Amir as a kid is a boy, having problems getting the affection and love from his father. He tries hard, but only when he wins the kite contest in 1975, he achieves this. But then he has other problems to worry about, so he never has any time to enjoy it. He describes himself as a coward, with no guts whatsoever. Although Hassan is his best friend, he sometimes feels superior to him, mocking him for his illiteracy and ignorance. He didn’t know any women until he fell in love with Soraya, and he says himself that this is what makes him different from all the other Afghan men. He enjoyed making stories, and wrote a lot of short stories in the book he got from Rahim Khan.


Hassan is the son of Ali, Baba’s servant. He is a Hazara boy, and he is often victim of racism and oppression because of this. He is a lot like the opposite of Amir. He is very brave, heroic, unselfish and loyal, and he is also not very sophisticated, and never went to any school until years after the parting from Amir. When Amir asks him to bring him the kite he cut in the competition, he answers; “For you, a thousand times over”. This line single-handedly describes the loyalty he has to his friend; after all, he is the son of a servant. He was loyal to the end, and when Amir tries to frame him for stealing, he says it was him, to keep Amir out of trouble.
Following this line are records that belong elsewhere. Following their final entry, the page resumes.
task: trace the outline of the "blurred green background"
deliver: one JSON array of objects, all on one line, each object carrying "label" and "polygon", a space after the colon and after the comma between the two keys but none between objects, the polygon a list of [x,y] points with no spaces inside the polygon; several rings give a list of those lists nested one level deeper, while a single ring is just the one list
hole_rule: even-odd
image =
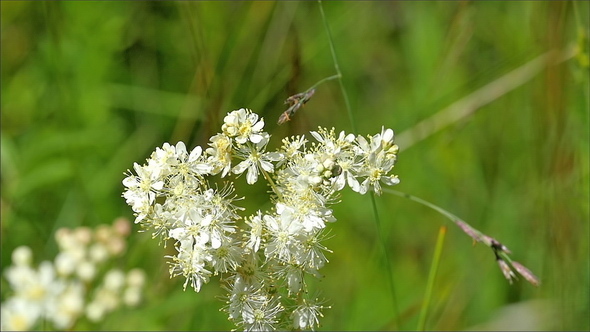
[{"label": "blurred green background", "polygon": [[[309,280],[332,306],[321,329],[415,329],[441,225],[449,230],[427,329],[590,328],[588,5],[323,3],[359,133],[399,134],[394,189],[497,238],[542,285],[510,285],[484,245],[427,207],[383,194],[396,327],[370,198],[345,190],[325,277]],[[275,146],[317,126],[352,130],[337,81],[276,125],[288,96],[336,73],[317,2],[2,1],[1,9],[3,268],[21,244],[52,259],[59,227],[132,218],[123,172],[166,141],[205,145],[231,110],[262,115]],[[534,62],[549,51],[558,53]],[[514,72],[526,64],[536,67]],[[471,111],[453,117],[450,105]],[[267,206],[265,190],[238,188],[249,209]],[[232,328],[218,311],[217,281],[195,294],[169,279],[171,247],[135,232],[121,264],[148,271],[144,304],[78,328]]]}]

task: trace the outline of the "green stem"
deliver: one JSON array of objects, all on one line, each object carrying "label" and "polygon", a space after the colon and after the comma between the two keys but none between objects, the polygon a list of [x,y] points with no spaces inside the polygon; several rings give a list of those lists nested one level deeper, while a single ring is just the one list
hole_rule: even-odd
[{"label": "green stem", "polygon": [[[334,62],[334,69],[336,70],[335,76],[338,77],[338,82],[340,83],[340,91],[342,92],[342,96],[344,98],[344,104],[346,107],[346,112],[348,114],[348,120],[349,120],[350,125],[352,127],[352,132],[354,134],[357,134],[356,121],[354,120],[352,108],[350,107],[348,93],[346,93],[346,88],[344,87],[344,83],[342,81],[342,72],[340,71],[340,66],[338,65],[338,58],[336,57],[336,50],[334,48],[334,40],[332,39],[332,32],[330,30],[330,26],[328,25],[328,20],[326,19],[326,14],[324,13],[324,7],[322,6],[322,1],[318,0],[318,4],[320,7],[320,13],[322,15],[322,21],[324,22],[324,27],[326,29],[326,33],[328,34],[328,42],[330,45],[330,52],[332,53],[332,60]],[[387,274],[389,277],[388,279],[389,279],[389,286],[390,286],[390,290],[391,290],[391,301],[392,301],[393,315],[395,316],[395,322],[397,324],[397,328],[400,328],[401,327],[401,324],[400,324],[401,319],[400,319],[398,305],[397,305],[397,298],[395,295],[395,285],[393,282],[393,272],[392,272],[392,266],[391,266],[391,259],[389,257],[389,251],[387,250],[387,247],[385,245],[385,236],[381,232],[379,214],[377,213],[377,204],[375,202],[375,195],[373,193],[371,193],[371,204],[373,206],[373,214],[375,215],[374,220],[375,220],[376,231],[377,231],[377,235],[379,236],[379,239],[380,239],[379,242],[381,242],[381,248],[383,251],[383,258],[385,260],[385,267],[387,269]]]},{"label": "green stem", "polygon": [[434,289],[434,280],[436,279],[436,272],[440,263],[440,256],[442,254],[443,244],[445,242],[445,235],[447,234],[447,227],[441,226],[438,231],[438,238],[436,239],[436,247],[434,249],[434,259],[428,272],[428,284],[426,285],[426,293],[424,294],[424,302],[422,302],[422,309],[420,310],[420,318],[418,319],[418,331],[424,331],[426,326],[426,319],[428,317],[428,308],[432,299],[432,290]]},{"label": "green stem", "polygon": [[336,69],[336,76],[338,76],[338,82],[340,83],[340,90],[342,91],[342,96],[344,97],[344,104],[346,106],[346,111],[348,113],[348,120],[350,121],[350,125],[352,126],[352,131],[356,134],[356,121],[354,121],[354,115],[352,114],[352,109],[350,108],[350,102],[348,101],[348,94],[346,93],[346,89],[344,88],[344,83],[342,82],[342,72],[340,72],[340,66],[338,65],[338,59],[336,58],[336,50],[334,49],[334,41],[332,40],[332,32],[330,31],[330,26],[328,25],[328,20],[326,19],[326,14],[324,14],[324,7],[322,6],[322,1],[318,0],[318,4],[320,6],[320,12],[322,13],[322,21],[324,21],[324,27],[326,28],[326,33],[328,34],[328,41],[330,44],[330,52],[332,53],[332,61],[334,62],[334,69]]},{"label": "green stem", "polygon": [[337,78],[340,78],[340,74],[336,74],[336,75],[332,75],[330,77],[323,78],[323,79],[319,80],[316,84],[312,85],[305,92],[308,92],[311,89],[315,89],[318,85],[320,85],[320,84],[322,84],[322,83],[324,83],[326,81],[334,80],[334,79],[337,79]]},{"label": "green stem", "polygon": [[385,236],[381,231],[381,219],[379,218],[379,211],[377,210],[377,203],[375,201],[375,193],[371,192],[371,205],[373,206],[373,214],[375,215],[375,224],[377,229],[377,236],[379,243],[381,243],[381,250],[385,260],[385,268],[387,270],[387,280],[389,282],[389,289],[391,290],[391,306],[393,308],[393,315],[395,317],[396,327],[401,328],[401,318],[399,315],[399,308],[397,305],[397,296],[395,292],[395,284],[393,283],[393,269],[391,266],[391,259],[389,258],[389,251],[385,245]]}]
Baba is the father of Amir. He is a very rich man in Afghanistan, living in a big house, driving an American car, and having several employees. Through Amir’s childhood, he seems to be disappointed of his son, blaming him for the death of his wife. After his decease, when we meet his friend, Rahim Khan again, we learn that he didn’t feel very good about himself, and that he had problems treating his son and his secret son equally. That also explains why he had a much better relationship with Hassan when they came to America. The transition to America and American culture was very difficult on Baba. He had left his life as a rich person in Afghanistan, and started a new life in America, working at a gas station. He died as a happy man, knowing that his legacy would get carried on with his then married son.


Rahim Khan was Baba’s best friend in Afghanistan. To Amir he seemed more like a second father. He paid a great interest in Amir and Amir’s stories. He is a smart and reasonable man, giving advice to both Baba and Amir. He encourages Amir to writing more stories. When we meet him in again in Pakistan, he is the voice of truth. He’s admitting to all the lies committed by Baba through the time.


Assef is the “Bad guy” in the story. Bottom down, it’s because of him the severance of Amir and Hassan takes place. As a kid, he is the bully in the neighborhood, wanting to teach younger kids a lesson in respect. Ironically enough we meet him once again as a Taliban officer, abusing the son of an earlier victim.


Soraya is the woman, who ends up marrying Amir. She is a caring person, as we can see on how she treats Baba when he is very sick. She has very much in common with Amir. She has a difficult past, that haunts her, and she has some issues with her father.


The writer uses very effective agents when telling the story. We can see when he uses words from his mother tongue to give us the impression of being in Afghanistan, or in an Afghan environment. When he describes environments and people, he often uses comparisons to things the reader knows or has heard of before.


The book is a great story of a boy, portraying his life as a child, in the pre-revolutionized Afghanistan, and up to his life in America in the 21st century. His characters really have personality, and you feel like you get to know the main character in the story. If I should describe the book with just one word, I would have to quote Rahim Khan; “Bravo!”